It's been a long, quiet, but not lonely day. Sometimes on days like this I have to gear myself up to do the little things that need doing. But I planted the cyclamen I bought for the window boxes, pulled up the sweet potato vines that obviously do not like these chilly nights, watered plants, and did a lot of little chores like that. My yoga session was much much better than yesterday, and I experimented with a new routine that Elizabeth tried to teach me. By myself, with no one watching, I do better at new poses.
But it was also a day of mess-ups. I baked peanut-butter cookies this morning, following my mom's recipe. I really did freeze all but the two I'd smushed getting the pans out of the oven. Jordan is on South Beach and so has made me very aware of sugar content--do you realize how much sugar is in old-fashioned peanut butter cookies? One cup brown, and 3/4 cup white. Good golly. And somehow I measured out too much white, and while trying to put it back in the carton--it now comes in something that looks like a milk carton--I spilled it all over the counter and the floor. Sugar is not the easiest thing to clean up.

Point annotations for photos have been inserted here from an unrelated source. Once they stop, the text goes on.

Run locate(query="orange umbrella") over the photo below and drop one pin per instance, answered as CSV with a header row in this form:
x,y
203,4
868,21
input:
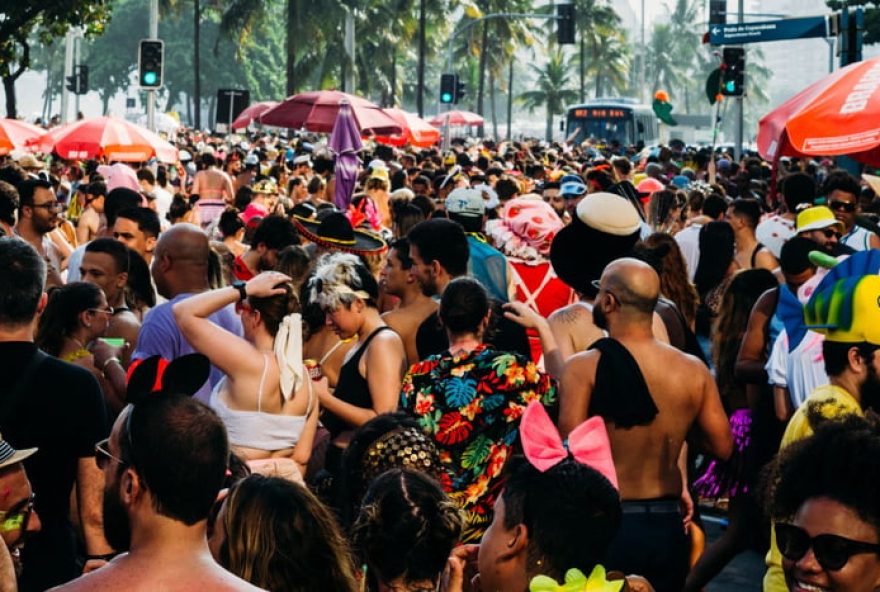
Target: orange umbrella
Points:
x,y
416,131
837,115
456,118
14,134
252,113
113,138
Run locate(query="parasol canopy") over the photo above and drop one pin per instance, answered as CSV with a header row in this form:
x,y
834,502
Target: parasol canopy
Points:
x,y
316,111
113,138
837,115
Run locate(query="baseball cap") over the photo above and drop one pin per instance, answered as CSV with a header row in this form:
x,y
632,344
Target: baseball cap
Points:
x,y
466,201
817,218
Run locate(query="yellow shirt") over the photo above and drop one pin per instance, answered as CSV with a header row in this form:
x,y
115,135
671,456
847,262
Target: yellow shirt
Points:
x,y
828,402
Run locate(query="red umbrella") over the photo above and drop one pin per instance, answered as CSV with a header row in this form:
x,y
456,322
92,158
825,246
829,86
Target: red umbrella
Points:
x,y
252,113
15,134
416,131
113,138
316,111
456,118
835,116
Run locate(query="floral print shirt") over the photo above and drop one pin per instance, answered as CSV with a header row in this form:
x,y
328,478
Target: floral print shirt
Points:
x,y
471,405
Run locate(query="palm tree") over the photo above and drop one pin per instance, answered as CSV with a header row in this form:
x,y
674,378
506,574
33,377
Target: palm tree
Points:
x,y
551,89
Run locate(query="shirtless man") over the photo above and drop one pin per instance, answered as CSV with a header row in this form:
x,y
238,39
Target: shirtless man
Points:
x,y
105,264
415,307
214,188
667,393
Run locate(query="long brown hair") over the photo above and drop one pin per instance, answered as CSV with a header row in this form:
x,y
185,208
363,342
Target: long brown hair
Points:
x,y
674,282
281,538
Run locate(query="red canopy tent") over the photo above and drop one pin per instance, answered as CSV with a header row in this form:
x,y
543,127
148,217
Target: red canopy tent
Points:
x,y
456,118
416,131
839,115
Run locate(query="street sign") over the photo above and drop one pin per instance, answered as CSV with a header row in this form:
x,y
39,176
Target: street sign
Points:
x,y
799,28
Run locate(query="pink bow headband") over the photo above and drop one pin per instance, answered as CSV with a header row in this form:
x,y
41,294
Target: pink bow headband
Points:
x,y
588,443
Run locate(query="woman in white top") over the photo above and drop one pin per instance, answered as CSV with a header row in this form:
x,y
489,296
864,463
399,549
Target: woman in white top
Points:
x,y
266,398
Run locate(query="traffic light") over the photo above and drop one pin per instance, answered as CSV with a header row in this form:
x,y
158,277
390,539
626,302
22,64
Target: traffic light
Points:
x,y
460,87
78,84
733,71
150,63
564,23
448,88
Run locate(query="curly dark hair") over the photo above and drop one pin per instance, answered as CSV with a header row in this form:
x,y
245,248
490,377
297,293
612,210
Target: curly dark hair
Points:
x,y
569,502
406,529
841,461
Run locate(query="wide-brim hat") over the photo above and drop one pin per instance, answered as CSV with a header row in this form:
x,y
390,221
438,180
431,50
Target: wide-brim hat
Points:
x,y
336,232
605,228
10,456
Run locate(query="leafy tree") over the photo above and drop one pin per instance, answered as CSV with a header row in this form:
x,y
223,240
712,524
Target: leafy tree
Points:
x,y
551,89
48,19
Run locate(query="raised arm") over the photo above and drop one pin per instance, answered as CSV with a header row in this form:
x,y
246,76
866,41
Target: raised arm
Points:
x,y
230,353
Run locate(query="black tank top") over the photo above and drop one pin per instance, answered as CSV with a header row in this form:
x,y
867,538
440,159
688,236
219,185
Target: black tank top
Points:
x,y
351,388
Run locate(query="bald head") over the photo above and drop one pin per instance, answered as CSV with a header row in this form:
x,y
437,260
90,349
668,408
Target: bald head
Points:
x,y
185,244
634,283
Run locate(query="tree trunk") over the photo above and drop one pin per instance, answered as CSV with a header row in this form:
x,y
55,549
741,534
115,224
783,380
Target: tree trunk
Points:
x,y
481,75
510,99
291,46
492,105
583,66
197,83
9,89
420,91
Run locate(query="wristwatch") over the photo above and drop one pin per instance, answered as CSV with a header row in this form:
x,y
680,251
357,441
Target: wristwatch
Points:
x,y
240,286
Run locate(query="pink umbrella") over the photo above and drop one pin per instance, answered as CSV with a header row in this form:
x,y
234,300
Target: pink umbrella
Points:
x,y
316,111
456,118
252,113
416,131
14,134
113,138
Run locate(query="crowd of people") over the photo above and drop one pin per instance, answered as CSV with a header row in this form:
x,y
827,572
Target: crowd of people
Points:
x,y
501,367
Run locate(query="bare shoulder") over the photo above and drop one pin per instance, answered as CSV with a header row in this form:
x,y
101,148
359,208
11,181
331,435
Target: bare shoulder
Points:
x,y
571,314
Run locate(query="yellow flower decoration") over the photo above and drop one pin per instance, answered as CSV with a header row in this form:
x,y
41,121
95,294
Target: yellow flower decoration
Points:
x,y
576,581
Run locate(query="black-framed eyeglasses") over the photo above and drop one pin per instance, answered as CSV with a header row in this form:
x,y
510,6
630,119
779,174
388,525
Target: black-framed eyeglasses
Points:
x,y
49,205
17,518
843,206
103,455
831,551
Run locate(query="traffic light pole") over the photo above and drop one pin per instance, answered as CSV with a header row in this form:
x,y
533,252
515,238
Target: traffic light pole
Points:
x,y
467,26
151,94
737,149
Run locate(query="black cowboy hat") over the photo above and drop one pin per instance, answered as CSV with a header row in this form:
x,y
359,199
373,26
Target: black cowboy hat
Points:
x,y
335,232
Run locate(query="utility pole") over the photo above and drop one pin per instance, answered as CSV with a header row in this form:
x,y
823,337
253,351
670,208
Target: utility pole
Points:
x,y
68,71
151,94
737,149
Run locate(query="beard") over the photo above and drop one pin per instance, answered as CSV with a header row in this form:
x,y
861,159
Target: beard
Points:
x,y
870,390
117,527
599,318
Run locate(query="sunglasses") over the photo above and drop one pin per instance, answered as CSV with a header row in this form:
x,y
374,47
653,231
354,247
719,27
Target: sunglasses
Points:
x,y
17,518
842,206
103,457
831,551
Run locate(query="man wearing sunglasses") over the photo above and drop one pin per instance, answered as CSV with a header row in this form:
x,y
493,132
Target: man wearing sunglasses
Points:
x,y
842,195
853,367
18,519
820,225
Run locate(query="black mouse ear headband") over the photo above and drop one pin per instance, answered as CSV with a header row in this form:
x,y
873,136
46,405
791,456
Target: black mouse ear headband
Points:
x,y
154,375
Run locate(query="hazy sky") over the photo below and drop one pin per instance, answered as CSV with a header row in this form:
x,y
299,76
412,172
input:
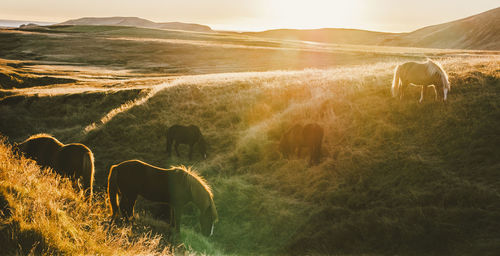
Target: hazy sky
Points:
x,y
381,15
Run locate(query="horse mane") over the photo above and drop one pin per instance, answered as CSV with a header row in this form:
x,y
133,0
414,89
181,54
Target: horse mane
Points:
x,y
191,173
43,135
434,67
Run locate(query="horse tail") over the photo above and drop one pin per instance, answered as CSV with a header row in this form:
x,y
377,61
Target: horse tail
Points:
x,y
396,81
170,141
113,191
88,172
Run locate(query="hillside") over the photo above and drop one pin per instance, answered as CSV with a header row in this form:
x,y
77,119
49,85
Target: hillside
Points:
x,y
327,35
42,214
395,177
137,22
481,31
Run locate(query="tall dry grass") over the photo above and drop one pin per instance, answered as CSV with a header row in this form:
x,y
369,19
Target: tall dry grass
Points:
x,y
41,213
395,177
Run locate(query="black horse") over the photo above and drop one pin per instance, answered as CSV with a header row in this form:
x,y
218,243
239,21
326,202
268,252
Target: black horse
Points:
x,y
309,136
185,135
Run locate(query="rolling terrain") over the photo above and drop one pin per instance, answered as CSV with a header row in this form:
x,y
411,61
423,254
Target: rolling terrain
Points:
x,y
137,22
395,177
480,32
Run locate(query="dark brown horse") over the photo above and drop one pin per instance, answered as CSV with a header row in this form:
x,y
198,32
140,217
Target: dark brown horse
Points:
x,y
429,73
176,186
189,135
73,160
309,136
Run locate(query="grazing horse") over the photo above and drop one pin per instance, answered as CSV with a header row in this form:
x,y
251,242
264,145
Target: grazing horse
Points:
x,y
185,135
73,160
429,73
309,136
176,186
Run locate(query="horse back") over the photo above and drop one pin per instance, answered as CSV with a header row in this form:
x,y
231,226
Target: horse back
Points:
x,y
71,158
135,177
41,149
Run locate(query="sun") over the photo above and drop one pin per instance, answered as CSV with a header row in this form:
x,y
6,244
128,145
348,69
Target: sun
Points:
x,y
313,13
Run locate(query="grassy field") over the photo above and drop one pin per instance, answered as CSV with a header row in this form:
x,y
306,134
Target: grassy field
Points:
x,y
395,177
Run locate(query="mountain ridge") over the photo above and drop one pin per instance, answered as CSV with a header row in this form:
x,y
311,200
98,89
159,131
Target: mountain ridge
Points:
x,y
137,22
480,32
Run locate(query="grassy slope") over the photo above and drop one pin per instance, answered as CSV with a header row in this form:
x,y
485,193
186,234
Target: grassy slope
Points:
x,y
396,177
179,53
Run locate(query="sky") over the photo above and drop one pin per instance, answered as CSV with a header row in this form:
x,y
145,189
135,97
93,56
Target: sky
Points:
x,y
258,15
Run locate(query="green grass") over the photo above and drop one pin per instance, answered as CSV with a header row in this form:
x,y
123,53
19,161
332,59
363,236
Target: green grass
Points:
x,y
395,178
41,213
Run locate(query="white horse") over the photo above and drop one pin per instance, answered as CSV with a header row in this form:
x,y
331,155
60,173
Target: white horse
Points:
x,y
429,73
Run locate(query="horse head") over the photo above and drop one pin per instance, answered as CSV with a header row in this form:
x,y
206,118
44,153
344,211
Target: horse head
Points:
x,y
203,147
208,218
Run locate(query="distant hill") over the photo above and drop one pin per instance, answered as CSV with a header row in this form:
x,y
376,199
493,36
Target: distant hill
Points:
x,y
481,31
17,23
327,35
137,22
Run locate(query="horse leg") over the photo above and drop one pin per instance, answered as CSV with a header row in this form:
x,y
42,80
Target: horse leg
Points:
x,y
423,92
402,89
440,93
127,205
190,151
177,219
169,147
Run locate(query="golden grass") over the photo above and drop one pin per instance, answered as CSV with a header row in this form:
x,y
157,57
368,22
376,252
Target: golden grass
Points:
x,y
40,202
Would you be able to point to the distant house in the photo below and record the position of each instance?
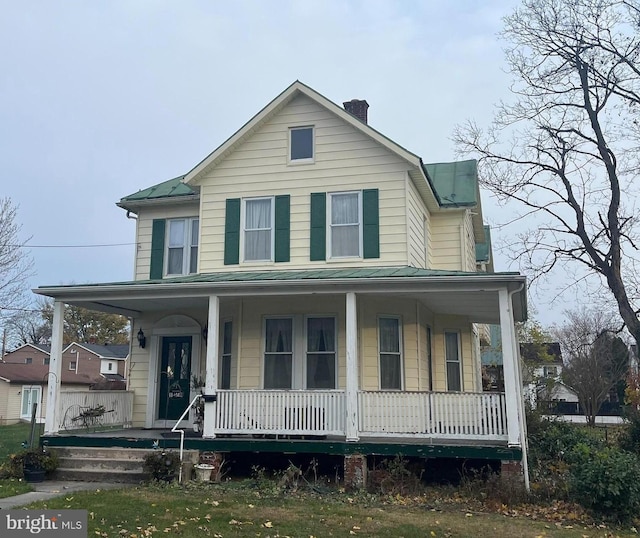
(24, 375)
(100, 363)
(23, 385)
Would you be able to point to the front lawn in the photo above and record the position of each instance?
(241, 509)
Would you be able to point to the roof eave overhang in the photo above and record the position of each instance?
(135, 205)
(107, 295)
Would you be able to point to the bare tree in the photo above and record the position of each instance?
(596, 359)
(566, 147)
(15, 262)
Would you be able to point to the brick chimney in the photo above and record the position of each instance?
(357, 108)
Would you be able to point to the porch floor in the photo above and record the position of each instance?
(333, 445)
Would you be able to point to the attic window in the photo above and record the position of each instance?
(301, 144)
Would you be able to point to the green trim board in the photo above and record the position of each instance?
(172, 188)
(404, 271)
(298, 446)
(282, 219)
(318, 239)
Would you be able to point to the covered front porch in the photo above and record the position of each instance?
(357, 413)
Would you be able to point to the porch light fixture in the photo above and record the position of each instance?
(142, 339)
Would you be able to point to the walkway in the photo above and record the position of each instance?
(49, 489)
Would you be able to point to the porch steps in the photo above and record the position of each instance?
(101, 464)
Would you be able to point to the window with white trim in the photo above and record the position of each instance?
(225, 367)
(452, 357)
(389, 344)
(278, 353)
(182, 246)
(321, 353)
(258, 223)
(301, 144)
(345, 224)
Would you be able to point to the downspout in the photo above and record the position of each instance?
(524, 438)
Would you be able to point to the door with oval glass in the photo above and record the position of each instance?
(175, 375)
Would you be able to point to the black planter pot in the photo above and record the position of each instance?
(34, 475)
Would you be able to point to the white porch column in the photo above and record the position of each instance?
(510, 368)
(211, 366)
(52, 418)
(352, 368)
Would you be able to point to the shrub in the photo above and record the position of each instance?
(629, 439)
(605, 481)
(162, 465)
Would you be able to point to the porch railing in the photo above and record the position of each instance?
(429, 415)
(433, 414)
(295, 412)
(114, 408)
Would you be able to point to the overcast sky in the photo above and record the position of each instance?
(101, 99)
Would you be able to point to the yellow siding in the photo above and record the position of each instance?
(417, 227)
(446, 235)
(143, 231)
(345, 159)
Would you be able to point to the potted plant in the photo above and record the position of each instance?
(197, 383)
(33, 464)
(162, 465)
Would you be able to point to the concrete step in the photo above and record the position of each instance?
(97, 463)
(92, 464)
(99, 475)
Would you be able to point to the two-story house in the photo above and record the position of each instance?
(322, 281)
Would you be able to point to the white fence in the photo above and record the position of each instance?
(296, 412)
(95, 408)
(433, 414)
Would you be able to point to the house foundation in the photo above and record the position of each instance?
(216, 460)
(355, 471)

Then I tried to replace a ceiling flood light in the kitchen. You have to use one of those extenders that wrap around the bulb. I tried and tried last night, decided I was getting frustrated and would try again this morning. First try: I somehow broke the bulb, shoved the screw-in part of it right down into the bulb. So then of course I had to vacuum so the animals wouldn't get glass in their paws. Wywy, the cat, has been acting weirdly the last couple of days--she (he, it) who wouldn't touch dry food, now won't touch canned food but does eat the dry. Still doesn't seem as ravenous as he used to. Maybe the dry has more bulk.
And then, trying to clean green beans, for my stir-fry supper, I spilled salt all over. I clean them by rustling them around in salt water and then rinsing--another of my mom's tricks. Fortunately I rinsed them well enough that they weren't salty--I stir-fried scallops, grape tomatoes, green beans, two bites of broccoli left from last night, and mushrooms. Last week I served poached scallops when I meant them to be sauteed. I learned a lesson--do the scallops first, and dust them with a bit of flour. Remove from pan, saute the vegetables, and return the scallops until all is heated.
But my biggest mess-up was a computer one. I am reading through the edited manuscript for my cookbook (due out in Feburary--everyone hold your breath!) It's one of those deals where you have to position the cursor just right and then click either accept or reject. With recipes and quantities, there's a lot of that, because the editor standardized my haphazard approach to cooking.By late last night I had gotten through the preface, one and a half chapters. Toward the end of the evening I hit something which highlighted eveything in yellow--very annoying and I didn't know how to undo it. Went to bed and was almost asleep when I realized that I might not have saved it. Ever since the installation of U-Verse, my computer has been going to sleep if I leave it for long at all. So I stumbled up and saved eveything. This morning it had the strangest formatting I've ever seen, and I had no idea how to fix it. Fortunately I had the email with the original edited mss. so I had to start all over. I am now well into the third chapter, and I'm quitting for the evening, before I get so tired I goof it up again. It's very repetitious, mechanical work--and yet addictive. You think, "I'll just do one more recipe" and you keep going.
The book--called Cooking My Way Through Life with Kids and Books--is a memoir cookbook and has a long, funny story behind it. But I'm saving that story for when I am, I hope, asked to talk about the book.
I've re-charged my Kindle and found a mystery on it that I'm really enjoying, so that's my project for the rest of the evening.